WOW!!! I could be wrong, but I believe the super-thick cloudy sky was causing any stray signal to bounce back, boosting the ground reception. I never get signal that strong, even when I clocking in with 12+Mbps downlink....which brings me to this:
This is the highest Mbps downlink I've gotten so far, and I'm a good 10 or so miles away from the towers. This was actually taken before I took the signal strength shot. I was next to the supermarket and only reading -70dbm at this point. The -53dbm was on the road at the intersection...less structural interference.
So anyway, that's it for now. I'm gonna do some more basic studying on the function of frequency broadcasting. No more guessing and half baked, 3rd party information relay. I know a guy who can help teach me more. He's been the senior technician for the past 10 years for the CBS transmitter at the top of the Empire State Building...I call him Dad.
4 out of 5 bars with a signal strength of -85dbm is retar*ed. On a 5 bar scale -85 should be 2 bars at the MOST!
At -96dbm the receiver will barely be able to decipher the signal from the noise floor. It's like listening to an extremely staticy radio station where you THINK you hear music.
At -85dbm you could at least tell what genre the music is and maybe the artist.
At -70dbm, the static is loud and annoying but you can clearly tell what song it is.
At -60dbm, the static is there but you only hear it during the quite parts of the song. This is considered good (not great) signal strength for OTA broadcasting.
Anything below -70dbm and the phone's receiver tuning function is working overtime to filter out the noise and lock onto the 700MHz.
700MHz is good because unlike WiMax (2+GHz, which gets destroyed by the likes of simple fog in the air) it has no trouble penetrating, not only fog but building structures. In fact 700MHz can be knocked around a little by the likes of clouds all the way up to the density of buildings in a favorable way.

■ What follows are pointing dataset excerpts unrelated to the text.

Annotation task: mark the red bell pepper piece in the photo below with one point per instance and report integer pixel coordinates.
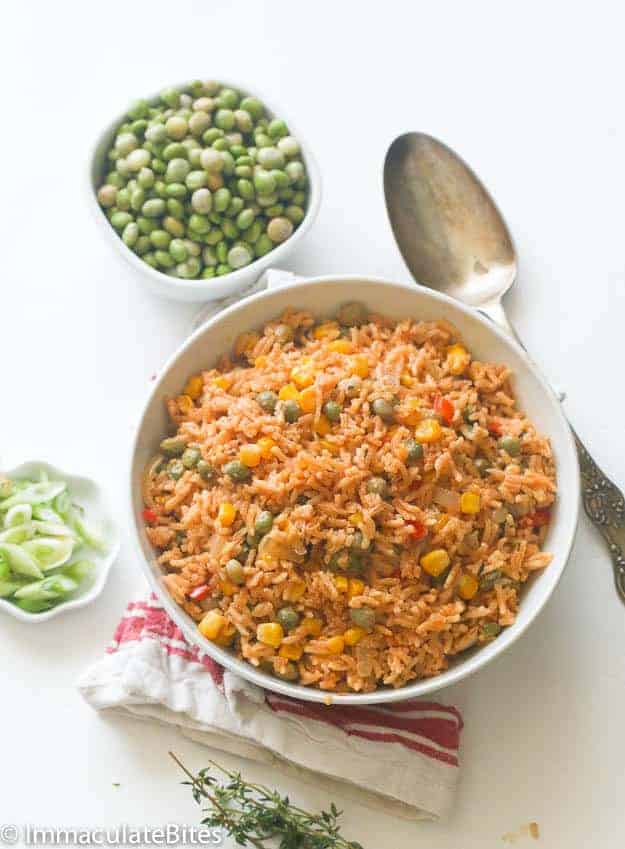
(444, 408)
(200, 593)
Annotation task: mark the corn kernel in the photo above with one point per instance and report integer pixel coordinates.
(323, 426)
(326, 330)
(227, 587)
(435, 562)
(410, 412)
(291, 651)
(429, 430)
(458, 358)
(250, 455)
(312, 626)
(185, 404)
(353, 635)
(295, 589)
(265, 443)
(226, 514)
(302, 376)
(223, 382)
(288, 393)
(333, 645)
(467, 586)
(270, 633)
(226, 635)
(359, 366)
(211, 624)
(308, 399)
(341, 346)
(341, 583)
(194, 387)
(245, 343)
(470, 502)
(356, 587)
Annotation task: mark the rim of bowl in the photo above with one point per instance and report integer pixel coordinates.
(421, 687)
(104, 565)
(234, 278)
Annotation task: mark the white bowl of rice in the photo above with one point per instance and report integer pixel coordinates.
(351, 566)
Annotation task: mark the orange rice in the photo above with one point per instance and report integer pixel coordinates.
(334, 546)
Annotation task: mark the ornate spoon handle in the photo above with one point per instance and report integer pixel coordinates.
(603, 501)
(605, 507)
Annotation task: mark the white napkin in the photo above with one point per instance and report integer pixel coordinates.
(401, 758)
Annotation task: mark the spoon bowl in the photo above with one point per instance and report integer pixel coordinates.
(449, 231)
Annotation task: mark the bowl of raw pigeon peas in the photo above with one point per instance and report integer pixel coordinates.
(202, 187)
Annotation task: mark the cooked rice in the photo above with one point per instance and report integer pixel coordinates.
(313, 484)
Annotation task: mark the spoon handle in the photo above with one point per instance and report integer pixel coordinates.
(603, 501)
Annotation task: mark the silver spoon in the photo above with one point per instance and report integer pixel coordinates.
(454, 239)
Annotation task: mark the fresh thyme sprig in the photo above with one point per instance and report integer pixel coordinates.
(254, 814)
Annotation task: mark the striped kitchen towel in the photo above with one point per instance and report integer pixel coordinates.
(401, 757)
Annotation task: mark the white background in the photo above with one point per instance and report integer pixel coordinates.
(531, 95)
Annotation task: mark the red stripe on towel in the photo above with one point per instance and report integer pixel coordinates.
(429, 728)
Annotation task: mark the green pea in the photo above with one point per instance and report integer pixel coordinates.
(263, 245)
(120, 219)
(363, 617)
(221, 199)
(123, 199)
(511, 445)
(264, 183)
(414, 451)
(234, 571)
(288, 617)
(164, 259)
(142, 245)
(174, 227)
(224, 119)
(188, 269)
(239, 256)
(130, 234)
(383, 409)
(146, 225)
(332, 411)
(295, 214)
(191, 457)
(378, 486)
(214, 237)
(292, 411)
(160, 238)
(173, 446)
(205, 469)
(137, 199)
(267, 400)
(153, 208)
(231, 231)
(236, 471)
(199, 223)
(178, 250)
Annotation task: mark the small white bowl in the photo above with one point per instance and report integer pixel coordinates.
(89, 495)
(198, 290)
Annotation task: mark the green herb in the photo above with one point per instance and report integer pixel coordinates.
(254, 814)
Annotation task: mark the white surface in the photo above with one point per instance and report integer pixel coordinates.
(531, 95)
(323, 296)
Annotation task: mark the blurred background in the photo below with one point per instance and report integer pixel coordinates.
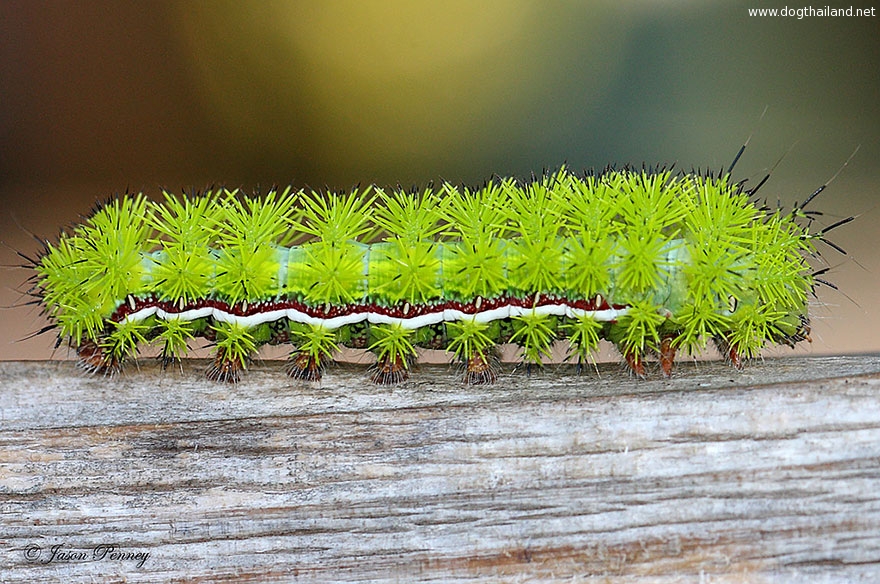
(101, 97)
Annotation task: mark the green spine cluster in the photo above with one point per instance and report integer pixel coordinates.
(690, 255)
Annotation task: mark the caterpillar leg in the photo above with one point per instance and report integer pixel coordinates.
(305, 367)
(224, 368)
(730, 352)
(96, 360)
(636, 363)
(390, 370)
(479, 371)
(667, 356)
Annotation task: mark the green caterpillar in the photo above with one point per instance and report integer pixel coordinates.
(654, 261)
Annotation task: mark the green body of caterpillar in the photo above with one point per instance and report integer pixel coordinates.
(653, 261)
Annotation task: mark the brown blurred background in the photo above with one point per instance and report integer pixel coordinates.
(100, 97)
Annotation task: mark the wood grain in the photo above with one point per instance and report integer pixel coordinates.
(766, 475)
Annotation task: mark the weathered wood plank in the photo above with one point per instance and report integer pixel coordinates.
(771, 474)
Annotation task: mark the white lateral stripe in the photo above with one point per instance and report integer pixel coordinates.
(447, 315)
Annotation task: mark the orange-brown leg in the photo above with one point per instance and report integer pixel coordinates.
(667, 356)
(636, 364)
(479, 371)
(304, 366)
(389, 371)
(224, 368)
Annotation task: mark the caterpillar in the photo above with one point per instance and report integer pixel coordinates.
(654, 260)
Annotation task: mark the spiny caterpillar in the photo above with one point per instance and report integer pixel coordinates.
(654, 261)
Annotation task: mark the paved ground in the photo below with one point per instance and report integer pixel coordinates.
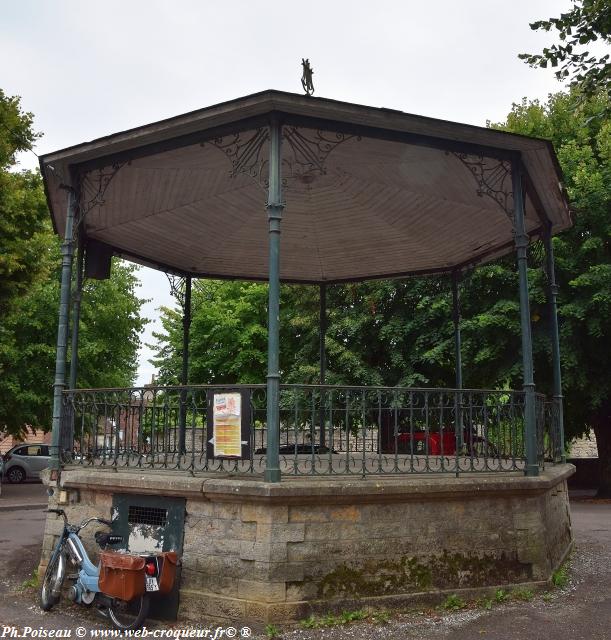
(581, 610)
(31, 495)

It's raining where I am tonight and I noticed that I was getting 4G in an area of my house that never gets 4G. I drove to the store which is about a half mile closer to Verizon's towers and while waiting at a red light I checked my signal strength, and this is what I got.....
WOW!!! I could be wrong, but I believe the super-thick cloudy sky was causing any stray signal to bounce back, boosting the ground reception. I never get signal that strong, even when I clocking in with 12+Mbps downlink....which brings me to this:
This is the highest Mbps downlink I've gotten so far, and I'm a good 10 or so miles away from the towers. This was actually taken before I took the signal strength shot. I was next to the supermarket and only reading -70dbm at this point. The -53dbm was on the road at the intersection...less structural interference.
So anyway, that's it for now. I'm gonna do some more basic studying on the function of frequency broadcasting. No more guessing and half baked, 3rd party information relay. I know a guy who can help teach me more. He's been the senior technician for the past 10 years for the CBS transmitter at the top of the Empire State Building...I call him Dad.